- The paper introduces CatVTON, a novel VTON model that uses a concatenated diffusion approach to process garment and person images, reducing parameters by 167.02M.
- The paper employs a parameter-efficient training strategy by fine-tuning only critical self-attention layers, significantly lowering computational costs.
- The paper validates CatVTON on datasets like VITON-HD, achieving superior metrics (FID 5.43, LPIPS 0.0565) and producing high-quality virtual try-on results.
CatVTON: Concatenation Is All You Need for Virtual Try-On with Diffusion Models
Introduction
Virtual Try-On (VTON) is an essential technology for e-commerce, allowing users to see how garments would look on them before making a purchase. Traditional VTON methods often involve a two-stage process, including warping garments and blending them onto a target image, which can result in unsatisfactory quality, especially for complex poses. Recent advancements have been made using conditional generation methods based on diffusion models; however, these methods typically suffer from high computational costs due to the necessity of additional network modules such as ReferenceNet and image encoders.

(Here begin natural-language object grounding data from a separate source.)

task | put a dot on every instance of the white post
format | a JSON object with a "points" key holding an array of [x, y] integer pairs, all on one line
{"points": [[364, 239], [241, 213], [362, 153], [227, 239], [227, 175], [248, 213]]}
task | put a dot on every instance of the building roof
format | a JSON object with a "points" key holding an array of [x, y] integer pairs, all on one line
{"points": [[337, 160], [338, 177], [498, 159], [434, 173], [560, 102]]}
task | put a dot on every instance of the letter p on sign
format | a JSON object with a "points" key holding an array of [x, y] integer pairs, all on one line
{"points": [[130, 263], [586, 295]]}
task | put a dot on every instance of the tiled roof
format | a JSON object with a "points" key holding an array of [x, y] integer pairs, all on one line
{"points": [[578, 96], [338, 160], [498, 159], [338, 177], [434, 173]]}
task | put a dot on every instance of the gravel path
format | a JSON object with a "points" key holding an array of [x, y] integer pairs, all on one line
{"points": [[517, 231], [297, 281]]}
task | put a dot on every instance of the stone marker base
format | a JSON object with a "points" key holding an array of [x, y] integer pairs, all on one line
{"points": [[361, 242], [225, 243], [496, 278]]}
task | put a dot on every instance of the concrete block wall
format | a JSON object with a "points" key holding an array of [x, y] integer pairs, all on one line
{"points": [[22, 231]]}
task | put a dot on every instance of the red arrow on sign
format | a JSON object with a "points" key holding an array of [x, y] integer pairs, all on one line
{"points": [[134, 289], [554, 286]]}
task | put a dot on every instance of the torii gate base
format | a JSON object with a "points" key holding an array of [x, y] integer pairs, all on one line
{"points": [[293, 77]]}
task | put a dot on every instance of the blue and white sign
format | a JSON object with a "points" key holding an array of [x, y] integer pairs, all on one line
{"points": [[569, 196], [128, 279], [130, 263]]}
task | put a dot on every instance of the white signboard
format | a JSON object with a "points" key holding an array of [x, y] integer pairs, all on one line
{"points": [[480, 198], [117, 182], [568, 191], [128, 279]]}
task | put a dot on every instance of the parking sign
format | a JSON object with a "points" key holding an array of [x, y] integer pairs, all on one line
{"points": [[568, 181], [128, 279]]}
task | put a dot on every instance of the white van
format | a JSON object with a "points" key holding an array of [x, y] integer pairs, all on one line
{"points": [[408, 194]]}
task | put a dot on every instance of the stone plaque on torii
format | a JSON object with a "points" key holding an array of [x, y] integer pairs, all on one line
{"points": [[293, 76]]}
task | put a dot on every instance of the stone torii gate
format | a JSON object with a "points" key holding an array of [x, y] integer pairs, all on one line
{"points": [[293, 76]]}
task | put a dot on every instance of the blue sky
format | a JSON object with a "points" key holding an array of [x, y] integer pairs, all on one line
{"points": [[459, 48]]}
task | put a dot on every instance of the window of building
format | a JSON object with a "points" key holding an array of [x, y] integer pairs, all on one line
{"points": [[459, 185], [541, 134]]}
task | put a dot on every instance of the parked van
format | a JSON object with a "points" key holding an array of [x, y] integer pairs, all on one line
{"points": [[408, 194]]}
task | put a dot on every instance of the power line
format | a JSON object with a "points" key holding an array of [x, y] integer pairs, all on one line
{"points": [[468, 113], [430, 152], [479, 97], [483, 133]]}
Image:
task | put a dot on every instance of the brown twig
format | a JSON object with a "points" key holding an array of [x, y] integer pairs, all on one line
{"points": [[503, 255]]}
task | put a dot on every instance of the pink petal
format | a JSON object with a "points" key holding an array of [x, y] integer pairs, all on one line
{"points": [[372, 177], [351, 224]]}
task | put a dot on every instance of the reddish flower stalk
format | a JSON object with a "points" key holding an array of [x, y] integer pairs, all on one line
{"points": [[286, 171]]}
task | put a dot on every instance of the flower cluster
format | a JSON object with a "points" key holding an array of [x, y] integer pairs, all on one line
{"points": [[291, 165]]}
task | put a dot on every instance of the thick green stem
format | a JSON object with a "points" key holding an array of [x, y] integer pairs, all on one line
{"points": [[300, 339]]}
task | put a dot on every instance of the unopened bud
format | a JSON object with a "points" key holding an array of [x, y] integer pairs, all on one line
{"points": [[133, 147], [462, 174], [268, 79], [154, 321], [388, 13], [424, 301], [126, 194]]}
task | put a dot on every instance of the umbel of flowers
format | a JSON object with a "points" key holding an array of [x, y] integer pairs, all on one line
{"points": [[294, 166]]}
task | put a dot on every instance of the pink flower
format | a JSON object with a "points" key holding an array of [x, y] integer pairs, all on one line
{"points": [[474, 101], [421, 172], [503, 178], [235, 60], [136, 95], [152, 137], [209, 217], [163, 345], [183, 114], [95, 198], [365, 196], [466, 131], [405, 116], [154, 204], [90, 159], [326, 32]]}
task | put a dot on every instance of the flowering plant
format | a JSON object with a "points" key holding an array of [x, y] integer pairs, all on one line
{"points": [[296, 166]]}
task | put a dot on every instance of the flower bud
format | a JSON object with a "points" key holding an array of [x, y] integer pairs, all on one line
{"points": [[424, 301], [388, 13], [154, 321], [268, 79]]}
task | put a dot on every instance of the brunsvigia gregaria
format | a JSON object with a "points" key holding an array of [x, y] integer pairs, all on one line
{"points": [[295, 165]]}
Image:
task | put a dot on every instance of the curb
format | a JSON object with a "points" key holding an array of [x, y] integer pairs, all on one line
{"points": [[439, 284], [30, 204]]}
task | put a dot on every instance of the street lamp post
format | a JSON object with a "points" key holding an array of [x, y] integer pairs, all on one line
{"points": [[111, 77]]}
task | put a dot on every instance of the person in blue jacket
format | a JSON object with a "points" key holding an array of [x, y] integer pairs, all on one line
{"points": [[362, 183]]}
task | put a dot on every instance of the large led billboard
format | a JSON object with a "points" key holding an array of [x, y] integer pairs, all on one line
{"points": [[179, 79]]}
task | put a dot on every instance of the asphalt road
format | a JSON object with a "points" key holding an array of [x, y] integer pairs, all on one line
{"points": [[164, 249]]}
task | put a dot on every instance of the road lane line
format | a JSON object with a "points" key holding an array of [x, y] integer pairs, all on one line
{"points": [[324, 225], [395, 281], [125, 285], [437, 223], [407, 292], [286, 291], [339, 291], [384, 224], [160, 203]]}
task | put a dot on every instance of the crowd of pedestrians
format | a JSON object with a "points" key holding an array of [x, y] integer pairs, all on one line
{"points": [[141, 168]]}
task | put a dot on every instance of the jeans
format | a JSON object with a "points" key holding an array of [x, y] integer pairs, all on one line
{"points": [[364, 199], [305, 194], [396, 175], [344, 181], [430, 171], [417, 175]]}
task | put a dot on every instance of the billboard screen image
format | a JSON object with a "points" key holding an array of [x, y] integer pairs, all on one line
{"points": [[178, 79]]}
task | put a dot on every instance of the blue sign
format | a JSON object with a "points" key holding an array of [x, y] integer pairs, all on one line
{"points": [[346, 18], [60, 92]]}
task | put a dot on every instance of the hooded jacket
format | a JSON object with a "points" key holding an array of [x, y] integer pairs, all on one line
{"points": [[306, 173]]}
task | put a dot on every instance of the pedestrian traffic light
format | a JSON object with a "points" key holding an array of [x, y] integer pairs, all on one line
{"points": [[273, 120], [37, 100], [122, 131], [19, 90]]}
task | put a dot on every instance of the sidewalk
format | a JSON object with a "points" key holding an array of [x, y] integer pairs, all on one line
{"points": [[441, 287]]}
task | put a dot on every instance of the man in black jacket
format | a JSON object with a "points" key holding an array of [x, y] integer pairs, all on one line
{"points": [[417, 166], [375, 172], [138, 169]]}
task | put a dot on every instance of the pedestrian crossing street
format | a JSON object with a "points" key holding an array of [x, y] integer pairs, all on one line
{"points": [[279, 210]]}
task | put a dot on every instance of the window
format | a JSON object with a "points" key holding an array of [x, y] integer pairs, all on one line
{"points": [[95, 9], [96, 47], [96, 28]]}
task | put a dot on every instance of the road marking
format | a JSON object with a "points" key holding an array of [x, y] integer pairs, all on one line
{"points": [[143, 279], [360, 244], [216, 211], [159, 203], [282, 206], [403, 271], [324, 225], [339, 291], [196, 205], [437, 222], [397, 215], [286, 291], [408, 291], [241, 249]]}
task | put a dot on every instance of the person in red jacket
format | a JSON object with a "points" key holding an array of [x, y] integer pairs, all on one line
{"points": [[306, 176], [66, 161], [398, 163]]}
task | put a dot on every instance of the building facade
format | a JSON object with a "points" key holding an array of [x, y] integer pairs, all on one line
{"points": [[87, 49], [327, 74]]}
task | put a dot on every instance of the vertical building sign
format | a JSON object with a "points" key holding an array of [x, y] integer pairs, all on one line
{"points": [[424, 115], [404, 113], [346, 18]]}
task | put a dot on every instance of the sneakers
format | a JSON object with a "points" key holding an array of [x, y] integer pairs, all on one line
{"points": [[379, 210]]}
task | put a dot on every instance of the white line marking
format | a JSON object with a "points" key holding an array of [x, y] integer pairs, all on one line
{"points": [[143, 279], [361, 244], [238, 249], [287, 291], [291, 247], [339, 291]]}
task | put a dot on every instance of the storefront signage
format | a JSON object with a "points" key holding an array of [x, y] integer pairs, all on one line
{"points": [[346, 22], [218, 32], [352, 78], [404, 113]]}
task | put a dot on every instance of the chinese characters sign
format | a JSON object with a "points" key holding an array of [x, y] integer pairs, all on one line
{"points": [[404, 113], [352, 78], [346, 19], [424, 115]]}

CatVTON: A Streamlined Approach
CatVTON introduces a significant simplification in this landscape by proposing a lightweight and efficient VTON model. The model leverages a single UNet backbone to process both garment and person images, concatenated along spatial dimensions as inputs. This novel approach obviates the need for ReferenceNet and additional image encoders, thereby drastically reducing the model's parameters and computational requirements.
Three key aspects showcase CatVTON's efficiency:
- Lightweight Network: By eliminating the ReferenceNet, text encoder, and cross attentions, the model focuses solely on essential diffusion modules, reducing parameters by 167.02M. Consequently, the total parameters amount to 899.06M, with only 49.57M trainable parameters, which is approximatively 5.51% of the baseline models’ parameters.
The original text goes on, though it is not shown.